Hessam Amini


How (Un)Faithful is Attention?
Hessam Amini | Leila Kosseim
Proceedings of the Fifth BlackboxNLP Workshop on Analyzing and Interpreting Neural Networks for NLP

Although attention weights have been commonly used as a means to provide explanations for deep learning models, the approach has been widely criticized due to its lack of faithfulness. In this work, we present a simple approach to compute the newly proposed metric AtteFa, which can quantitatively represent the degree of faithfulness of the attention weights. Using this metric, we further validate the effect of the frequency of informative input elements and the use of contextual vs. non-contextual encoders on the faithfulness of the attention mechanism. Finally, we apply the approach on several real-life binary classification datasets to measure the faithfulness of attention weights in real-life settings.
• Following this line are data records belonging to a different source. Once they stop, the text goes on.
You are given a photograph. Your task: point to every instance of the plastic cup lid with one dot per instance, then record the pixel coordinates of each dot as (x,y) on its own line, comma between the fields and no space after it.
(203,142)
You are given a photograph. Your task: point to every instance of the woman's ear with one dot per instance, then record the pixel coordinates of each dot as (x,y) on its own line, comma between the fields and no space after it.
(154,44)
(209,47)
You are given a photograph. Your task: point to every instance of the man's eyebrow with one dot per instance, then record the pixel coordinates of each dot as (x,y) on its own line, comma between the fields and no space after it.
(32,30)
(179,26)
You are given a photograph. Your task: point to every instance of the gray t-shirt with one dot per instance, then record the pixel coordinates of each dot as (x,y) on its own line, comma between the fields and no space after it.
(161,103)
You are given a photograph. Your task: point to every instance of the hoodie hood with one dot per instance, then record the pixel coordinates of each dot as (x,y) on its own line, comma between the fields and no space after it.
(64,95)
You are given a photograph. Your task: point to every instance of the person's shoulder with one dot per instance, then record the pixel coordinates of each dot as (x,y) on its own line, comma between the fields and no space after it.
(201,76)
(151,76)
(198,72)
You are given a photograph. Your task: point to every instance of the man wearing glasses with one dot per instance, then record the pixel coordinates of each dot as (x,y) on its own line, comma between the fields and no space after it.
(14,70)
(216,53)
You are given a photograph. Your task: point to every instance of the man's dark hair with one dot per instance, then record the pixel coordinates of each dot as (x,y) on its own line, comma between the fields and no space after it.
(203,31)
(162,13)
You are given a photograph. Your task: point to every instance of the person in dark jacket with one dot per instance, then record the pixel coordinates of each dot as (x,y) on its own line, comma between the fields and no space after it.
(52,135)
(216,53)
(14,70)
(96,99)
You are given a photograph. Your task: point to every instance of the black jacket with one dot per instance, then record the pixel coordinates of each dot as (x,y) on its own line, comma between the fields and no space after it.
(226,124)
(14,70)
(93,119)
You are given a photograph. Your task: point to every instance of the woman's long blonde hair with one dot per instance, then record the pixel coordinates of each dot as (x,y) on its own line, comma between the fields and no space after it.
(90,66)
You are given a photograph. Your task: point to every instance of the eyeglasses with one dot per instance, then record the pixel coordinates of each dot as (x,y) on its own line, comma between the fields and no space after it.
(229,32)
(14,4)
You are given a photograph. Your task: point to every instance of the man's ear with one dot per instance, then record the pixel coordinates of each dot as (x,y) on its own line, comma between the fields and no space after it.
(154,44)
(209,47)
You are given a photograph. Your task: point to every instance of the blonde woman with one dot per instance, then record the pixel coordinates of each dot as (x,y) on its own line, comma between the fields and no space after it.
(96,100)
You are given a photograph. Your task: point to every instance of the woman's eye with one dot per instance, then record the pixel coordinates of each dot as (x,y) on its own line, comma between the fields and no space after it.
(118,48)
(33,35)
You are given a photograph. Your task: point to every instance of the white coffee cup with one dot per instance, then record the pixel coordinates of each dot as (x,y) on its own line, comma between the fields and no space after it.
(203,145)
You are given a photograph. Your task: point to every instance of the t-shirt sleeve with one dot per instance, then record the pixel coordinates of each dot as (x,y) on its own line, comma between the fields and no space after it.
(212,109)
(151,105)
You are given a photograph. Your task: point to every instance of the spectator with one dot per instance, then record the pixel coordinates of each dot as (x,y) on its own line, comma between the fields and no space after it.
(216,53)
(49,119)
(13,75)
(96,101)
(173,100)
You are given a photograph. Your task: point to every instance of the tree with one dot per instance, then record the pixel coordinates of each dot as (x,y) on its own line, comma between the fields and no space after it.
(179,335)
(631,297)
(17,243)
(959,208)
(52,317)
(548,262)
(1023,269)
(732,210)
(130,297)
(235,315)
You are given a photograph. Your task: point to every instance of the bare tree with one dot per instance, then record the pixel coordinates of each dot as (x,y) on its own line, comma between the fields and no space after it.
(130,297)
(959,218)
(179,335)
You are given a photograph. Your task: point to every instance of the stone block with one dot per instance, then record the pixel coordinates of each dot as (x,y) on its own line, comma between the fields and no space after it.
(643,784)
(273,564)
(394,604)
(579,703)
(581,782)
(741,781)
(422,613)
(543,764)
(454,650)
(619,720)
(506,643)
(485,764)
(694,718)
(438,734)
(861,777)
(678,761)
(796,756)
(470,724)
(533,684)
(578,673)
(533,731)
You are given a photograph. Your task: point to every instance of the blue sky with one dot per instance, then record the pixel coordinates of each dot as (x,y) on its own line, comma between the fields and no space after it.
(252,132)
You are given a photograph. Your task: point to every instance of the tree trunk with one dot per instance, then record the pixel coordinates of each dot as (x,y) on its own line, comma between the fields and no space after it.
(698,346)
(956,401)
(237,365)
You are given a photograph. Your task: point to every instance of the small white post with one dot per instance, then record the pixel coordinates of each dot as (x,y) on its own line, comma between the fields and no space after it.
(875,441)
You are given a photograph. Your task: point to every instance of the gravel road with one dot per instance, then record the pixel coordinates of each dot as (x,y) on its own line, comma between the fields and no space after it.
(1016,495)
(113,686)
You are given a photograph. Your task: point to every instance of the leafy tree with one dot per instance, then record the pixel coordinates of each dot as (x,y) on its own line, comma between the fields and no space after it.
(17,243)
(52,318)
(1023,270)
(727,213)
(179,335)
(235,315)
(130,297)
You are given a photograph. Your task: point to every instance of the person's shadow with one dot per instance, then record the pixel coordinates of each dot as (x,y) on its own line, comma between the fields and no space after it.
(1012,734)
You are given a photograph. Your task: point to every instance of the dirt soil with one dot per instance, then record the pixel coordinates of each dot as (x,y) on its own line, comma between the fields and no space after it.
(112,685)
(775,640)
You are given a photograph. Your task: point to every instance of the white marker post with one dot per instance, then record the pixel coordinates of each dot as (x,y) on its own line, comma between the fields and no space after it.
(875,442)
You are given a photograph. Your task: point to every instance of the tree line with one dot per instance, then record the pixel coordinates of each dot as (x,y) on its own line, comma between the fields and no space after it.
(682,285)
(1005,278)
CLaC at CLPsych 2019: Fusion of Neural Features and Predicted Class Probabilities for Suicide Risk Assessment Based on Online Posts
Elham Mohammadi | Hessam Amini | Leila Kosseim
Proceedings of the Sixth Workshop on Computational Linguistics and Clinical Psychology

This paper summarizes our participation to the CLPsych 2019 shared task, under the name CLaC. The goal of the shared task was to detect and assess suicide risk based on a collection of online posts. For our participation, we used an ensemble method which utilizes 8 neural sub-models to extract neural features and predict class probabilities, which are then used by an SVM classifier. Our team ranked first in 2 out of the 3 tasks (tasks A and C).

Neural Feature Extraction for Contextual Emotion Detection
Elham Mohammadi | Hessam Amini | Leila Kosseim
Proceedings of the International Conference on Recent Advances in Natural Language Processing (RANLP 2019)

This paper describes a new approach for the task of contextual emotion detection. The approach is based on a neural feature extractor, composed of a recurrent neural network with an attention mechanism, followed by a classifier, that can be neural or SVM-based. We evaluated the model with the dataset of the task 3 of SemEval 2019 (EmoContext), which includes short 3-turn conversations, tagged with 4 emotion classes. The best performing setup was achieved using ELMo word embeddings and POS tags as input, bidirectional GRU as hidden units, and an SVM as the final classifier. This configuration reached 69.93% in terms of micro-average F1 score on the main 3 emotion classes, a score that outperformed the baseline system by 11.25%.

CLaC Lab at SemEval-2019 Task 3: Contextual Emotion Detection Using a Combination of Neural Networks and SVM
Elham Mohammadi | Hessam Amini | Leila Kosseim
Proceedings of the 13th International Workshop on Semantic Evaluation

This paper describes our system at SemEval 2019, Task 3 (EmoContext), which focused on the contextual detection of emotions in a dataset of 3-round dialogues. For our final system, we used a neural network with pretrained ELMo word embeddings and POS tags as input, GRUs as hidden units, an attention mechanism to capture representations of the dialogues, and an SVM classifier which used the learned network representations to perform the task of multi-class classification.This system yielded a micro-averaged F1 score of 0.7072 for the three emotion classes, improving the baseline by approximately 12%.


Native Language Identification Using a Mixture of Character and Word N-grams
Elham Mohammadi | Hadi Veisi | Hessam Amini
Proceedings of the 12th Workshop on Innovative Use of NLP for Building Educational Applications

Native language identification (NLI) is the task of determining an author’s native language, based on a piece of his/her writing in a second language. In recent years, NLI has received much attention due to its challenging nature and its applications in language pedagogy and forensic linguistics. We participated in the NLI2017 shared task under the name UT-DSP. In our effort to implement a method for native language identification, we made use of a fusion of character and word N-grams, and achieved an optimal F1-Score of 77.64%, using both essay and speech transcription datasets.